Two-dimensional conjugated coordination polymer monolayer as anode material for lithium-ion batteries: A DFT study

Abstract

Nowadays, lithium-ion batteries (LIBs) play a crucial role in modern society in the aspect of portable electronic devices and large-scale smart grids. However, the current performance of lithium-ion batteries has been unable to meet the growing expectations of society and scientific community. Herein, we have synthetically investigated availability of 2D Ni-TABQ monolayer as anode based on DFT for LIBs applications. Our findings have demonstrated that 2D Ni-TABQ monolayer is a semiconductor with a small band gap of 0.2 eV, which suggest that the electronic property of 2D Ni-TABQ monolayer would take place an evident shift from semiconductor property to metallic property after Li adsorption. Furthermore, we checked the stability of 2D Ni-TABQ monolayer and investigated the viability of exfoliation from bulk multilayer Ni-TABQ to form 2D Ni-TABQ monolayer in the light of exfoliation energy and binding energy.
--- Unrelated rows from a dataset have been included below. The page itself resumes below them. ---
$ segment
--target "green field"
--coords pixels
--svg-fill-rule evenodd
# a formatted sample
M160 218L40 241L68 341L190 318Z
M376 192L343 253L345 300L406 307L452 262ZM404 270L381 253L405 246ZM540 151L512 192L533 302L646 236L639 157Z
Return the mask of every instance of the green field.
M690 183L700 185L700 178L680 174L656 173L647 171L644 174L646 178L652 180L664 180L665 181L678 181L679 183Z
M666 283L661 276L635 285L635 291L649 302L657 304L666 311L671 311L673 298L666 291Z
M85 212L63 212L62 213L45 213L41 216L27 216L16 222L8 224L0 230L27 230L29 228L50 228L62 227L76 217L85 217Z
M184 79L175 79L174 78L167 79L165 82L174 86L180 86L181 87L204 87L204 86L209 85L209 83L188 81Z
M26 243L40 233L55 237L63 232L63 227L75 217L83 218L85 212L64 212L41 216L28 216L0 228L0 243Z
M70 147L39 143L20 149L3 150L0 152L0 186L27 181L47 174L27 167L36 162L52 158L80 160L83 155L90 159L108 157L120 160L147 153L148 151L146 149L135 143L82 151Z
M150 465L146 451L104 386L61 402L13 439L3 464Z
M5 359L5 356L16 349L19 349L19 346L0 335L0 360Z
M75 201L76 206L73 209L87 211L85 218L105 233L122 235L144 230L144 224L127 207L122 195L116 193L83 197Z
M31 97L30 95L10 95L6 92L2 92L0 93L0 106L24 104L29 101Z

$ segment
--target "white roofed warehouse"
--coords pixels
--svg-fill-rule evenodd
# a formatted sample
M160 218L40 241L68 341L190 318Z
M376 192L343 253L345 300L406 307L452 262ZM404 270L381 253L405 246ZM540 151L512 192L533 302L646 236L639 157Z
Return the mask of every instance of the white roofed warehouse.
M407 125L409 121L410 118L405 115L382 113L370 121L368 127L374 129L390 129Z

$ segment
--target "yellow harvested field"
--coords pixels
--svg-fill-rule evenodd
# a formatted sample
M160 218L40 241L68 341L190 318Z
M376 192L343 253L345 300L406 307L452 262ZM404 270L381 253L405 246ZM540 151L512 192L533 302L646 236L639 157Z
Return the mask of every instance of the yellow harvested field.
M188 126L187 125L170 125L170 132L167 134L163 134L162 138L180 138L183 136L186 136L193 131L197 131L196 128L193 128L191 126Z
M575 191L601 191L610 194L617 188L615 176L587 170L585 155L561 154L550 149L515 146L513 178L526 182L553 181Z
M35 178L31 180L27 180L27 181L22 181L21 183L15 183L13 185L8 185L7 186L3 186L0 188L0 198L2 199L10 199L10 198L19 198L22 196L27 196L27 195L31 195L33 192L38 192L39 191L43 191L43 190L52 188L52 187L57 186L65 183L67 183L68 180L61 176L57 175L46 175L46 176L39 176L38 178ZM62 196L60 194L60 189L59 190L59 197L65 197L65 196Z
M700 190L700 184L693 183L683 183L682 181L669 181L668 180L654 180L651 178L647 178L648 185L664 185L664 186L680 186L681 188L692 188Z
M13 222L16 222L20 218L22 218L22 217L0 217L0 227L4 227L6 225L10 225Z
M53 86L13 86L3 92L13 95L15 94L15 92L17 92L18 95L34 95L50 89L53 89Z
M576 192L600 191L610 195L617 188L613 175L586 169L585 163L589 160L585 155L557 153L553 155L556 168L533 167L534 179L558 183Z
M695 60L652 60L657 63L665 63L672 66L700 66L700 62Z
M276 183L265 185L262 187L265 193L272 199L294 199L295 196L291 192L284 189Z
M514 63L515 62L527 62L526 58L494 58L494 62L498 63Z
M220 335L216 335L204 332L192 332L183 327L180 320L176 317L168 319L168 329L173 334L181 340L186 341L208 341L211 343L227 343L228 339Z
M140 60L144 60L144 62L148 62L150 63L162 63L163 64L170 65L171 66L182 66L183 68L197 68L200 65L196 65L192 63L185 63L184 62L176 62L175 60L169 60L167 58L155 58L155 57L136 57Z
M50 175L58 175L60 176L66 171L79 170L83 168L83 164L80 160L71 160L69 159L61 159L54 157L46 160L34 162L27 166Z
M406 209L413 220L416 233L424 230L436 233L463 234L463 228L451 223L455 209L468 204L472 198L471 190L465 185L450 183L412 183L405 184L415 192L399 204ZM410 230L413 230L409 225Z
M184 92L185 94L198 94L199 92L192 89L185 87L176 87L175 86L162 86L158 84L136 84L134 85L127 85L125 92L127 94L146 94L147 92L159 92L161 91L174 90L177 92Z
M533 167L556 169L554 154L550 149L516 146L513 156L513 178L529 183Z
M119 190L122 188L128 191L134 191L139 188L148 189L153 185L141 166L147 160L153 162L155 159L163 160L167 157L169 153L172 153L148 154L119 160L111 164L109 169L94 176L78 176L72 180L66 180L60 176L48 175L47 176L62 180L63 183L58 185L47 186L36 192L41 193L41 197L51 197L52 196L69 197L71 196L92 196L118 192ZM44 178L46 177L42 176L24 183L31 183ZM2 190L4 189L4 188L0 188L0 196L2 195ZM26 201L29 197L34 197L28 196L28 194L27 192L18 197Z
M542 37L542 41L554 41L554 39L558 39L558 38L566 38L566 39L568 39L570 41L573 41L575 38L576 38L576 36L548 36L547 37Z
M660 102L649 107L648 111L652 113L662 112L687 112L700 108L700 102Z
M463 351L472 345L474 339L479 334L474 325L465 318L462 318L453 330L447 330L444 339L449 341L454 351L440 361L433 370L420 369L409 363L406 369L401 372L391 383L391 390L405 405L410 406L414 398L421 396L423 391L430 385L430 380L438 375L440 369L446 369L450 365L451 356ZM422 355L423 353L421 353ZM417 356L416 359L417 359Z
We continuously studied electrochemical properties of 2D Ni-TABQ monolayer with respect of theoretical specific capacity, Li-ion diffusion barriers and open-circuit voltage. During the charging process, 2D Ni-TABQ monolayer can achieve a high specific capacity of 722 mAh/g with an open-circuit voltage range from 1.12 V to 0.22 V. These aforementioned results make the 2D Ni-TABQ monolayer a promising anode for LIBs.